Blog: Reflecting on 20 years of Artsmark
08 November 2021
By Tony Harrington, Executive Director, The Forge
I’ve been working in arts education for more than 30 years and I believe that Artsmark is the most important programme for young people and schools Arts Council England has ever created. In our conversations we hear, on a daily basis, about the transformational impact that Artsmark has had for school leaders, teachers and pupils.
The Forge has been involved in the delivery of Artsmark since its inception. The programme was piloted with schools in County Durham before it was rolled out nationally. In the early days, we worked alongside the local authority arts advisory service to recruit the first schools and supported them to navigate the copious paperwork that accompanied the programme. As time progressed, it became clear that there needed to be changes in the programme. We were measuring school’s quality of cultural provision on things that were more relevant to the cultural sector than schools.
The shift in 2015 to create a framework that responded to school’s needs was both timely and vital.
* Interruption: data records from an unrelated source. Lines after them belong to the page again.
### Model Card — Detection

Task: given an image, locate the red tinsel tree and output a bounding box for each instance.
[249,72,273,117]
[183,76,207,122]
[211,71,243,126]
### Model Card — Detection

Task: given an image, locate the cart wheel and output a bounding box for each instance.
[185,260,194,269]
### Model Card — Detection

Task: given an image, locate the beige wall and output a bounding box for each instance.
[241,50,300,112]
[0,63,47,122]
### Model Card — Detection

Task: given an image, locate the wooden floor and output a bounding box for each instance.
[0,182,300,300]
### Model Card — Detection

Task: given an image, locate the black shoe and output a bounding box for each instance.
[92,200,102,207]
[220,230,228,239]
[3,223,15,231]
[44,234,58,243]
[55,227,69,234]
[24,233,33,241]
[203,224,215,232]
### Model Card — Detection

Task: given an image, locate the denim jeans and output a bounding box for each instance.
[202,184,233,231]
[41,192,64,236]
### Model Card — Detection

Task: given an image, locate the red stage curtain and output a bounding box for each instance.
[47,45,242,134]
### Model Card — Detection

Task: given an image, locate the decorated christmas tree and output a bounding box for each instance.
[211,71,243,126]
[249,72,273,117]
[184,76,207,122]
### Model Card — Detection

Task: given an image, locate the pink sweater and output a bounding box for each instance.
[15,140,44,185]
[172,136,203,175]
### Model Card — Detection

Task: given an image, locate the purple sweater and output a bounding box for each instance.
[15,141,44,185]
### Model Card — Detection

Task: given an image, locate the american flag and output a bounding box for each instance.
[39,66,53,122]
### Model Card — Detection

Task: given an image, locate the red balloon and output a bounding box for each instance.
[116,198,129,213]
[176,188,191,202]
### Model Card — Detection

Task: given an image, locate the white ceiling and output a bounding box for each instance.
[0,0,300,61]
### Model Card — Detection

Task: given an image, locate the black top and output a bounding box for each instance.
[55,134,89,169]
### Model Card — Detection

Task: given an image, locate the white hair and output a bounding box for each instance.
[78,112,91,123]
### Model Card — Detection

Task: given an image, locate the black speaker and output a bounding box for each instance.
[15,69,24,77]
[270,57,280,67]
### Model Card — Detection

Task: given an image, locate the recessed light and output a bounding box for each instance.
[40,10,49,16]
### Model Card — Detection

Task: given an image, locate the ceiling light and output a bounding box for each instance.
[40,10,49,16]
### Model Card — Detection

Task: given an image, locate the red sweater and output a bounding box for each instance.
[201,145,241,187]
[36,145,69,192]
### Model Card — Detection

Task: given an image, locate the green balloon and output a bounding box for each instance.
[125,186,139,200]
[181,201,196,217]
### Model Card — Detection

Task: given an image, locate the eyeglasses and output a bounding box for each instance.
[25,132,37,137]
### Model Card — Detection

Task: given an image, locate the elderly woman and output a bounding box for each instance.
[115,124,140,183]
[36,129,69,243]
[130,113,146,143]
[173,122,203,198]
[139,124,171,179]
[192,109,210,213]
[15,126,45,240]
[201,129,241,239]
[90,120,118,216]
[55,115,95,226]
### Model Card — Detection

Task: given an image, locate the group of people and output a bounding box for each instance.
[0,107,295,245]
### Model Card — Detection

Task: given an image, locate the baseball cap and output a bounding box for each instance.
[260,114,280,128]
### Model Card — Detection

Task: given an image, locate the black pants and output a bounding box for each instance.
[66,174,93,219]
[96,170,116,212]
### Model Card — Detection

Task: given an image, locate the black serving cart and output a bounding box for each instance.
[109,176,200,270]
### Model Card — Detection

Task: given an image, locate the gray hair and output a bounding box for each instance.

We now work with a flexible framework that responds to school priorities and a process that embeds creativity in the delivery of a broad and ambitious curriculum. It supports teachers and schools to understand how cultural learning is vital to providing a broad and balanced curriculum.
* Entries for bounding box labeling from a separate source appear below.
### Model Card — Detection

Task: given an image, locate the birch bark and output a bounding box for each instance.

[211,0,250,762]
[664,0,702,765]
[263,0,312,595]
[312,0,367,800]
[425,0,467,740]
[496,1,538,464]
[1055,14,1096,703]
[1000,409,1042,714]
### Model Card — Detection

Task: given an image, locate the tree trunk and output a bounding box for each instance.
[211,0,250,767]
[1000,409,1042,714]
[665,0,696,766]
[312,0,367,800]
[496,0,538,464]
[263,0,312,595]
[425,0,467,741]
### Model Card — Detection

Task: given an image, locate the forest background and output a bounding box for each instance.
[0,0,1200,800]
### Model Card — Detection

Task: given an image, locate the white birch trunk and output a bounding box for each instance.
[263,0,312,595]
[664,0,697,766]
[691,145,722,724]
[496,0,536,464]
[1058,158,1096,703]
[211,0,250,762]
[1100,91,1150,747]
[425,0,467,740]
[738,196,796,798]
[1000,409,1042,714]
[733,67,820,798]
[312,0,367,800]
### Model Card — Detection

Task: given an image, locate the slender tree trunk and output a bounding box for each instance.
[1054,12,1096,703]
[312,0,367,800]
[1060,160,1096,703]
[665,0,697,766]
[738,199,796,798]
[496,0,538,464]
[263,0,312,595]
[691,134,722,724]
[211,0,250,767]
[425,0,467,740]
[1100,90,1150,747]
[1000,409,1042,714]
The Forge is a creative organisation committed to improving the life chances of young people through the arts, which makes us the ideal partner to support CBNE in delivering Artsmark in the region. Here in the North East we have a tendency to do things a bit differently, and we are the only model in the country where the Bridge organisation partners directly with a National Portfolio Organisation to deliver the Artsmark programme. This unique partnership has produced some significant results - 24% of schools in our region are now on an Artsmark journey. However, we know we can improve and are constantly working with schools and our colleagues at CBNE to develop our practice in supporting schools.
As well as my role as Executive Director of The Forge, I am also the Chair of Culture Durham. We recently found out that we had been longlisted to become City of Culture in 2025. As I said before, we do things a bit differently in the North East, and our bid is for the whole of the County as we know there is so much more to Durham than just the City. Gaining UK City of Culture 2025 would bring transformational social and economic benefits to County Durham. It would attract investment, increase visitor numbers, and provide an opportunity for us to show the rest of the country, and the world, what we have to offer. Although the focus will be Durham, I have no doubt that a successful bid will be beneficial to the region as a whole. We are inviting schools and young people to be a central part of our bid and we’d love to hear from teachers and students about how we might be able to work with you to maximise the benefit of this unique opportunity and make the North East an even more outstanding region for its arts and cultural provision.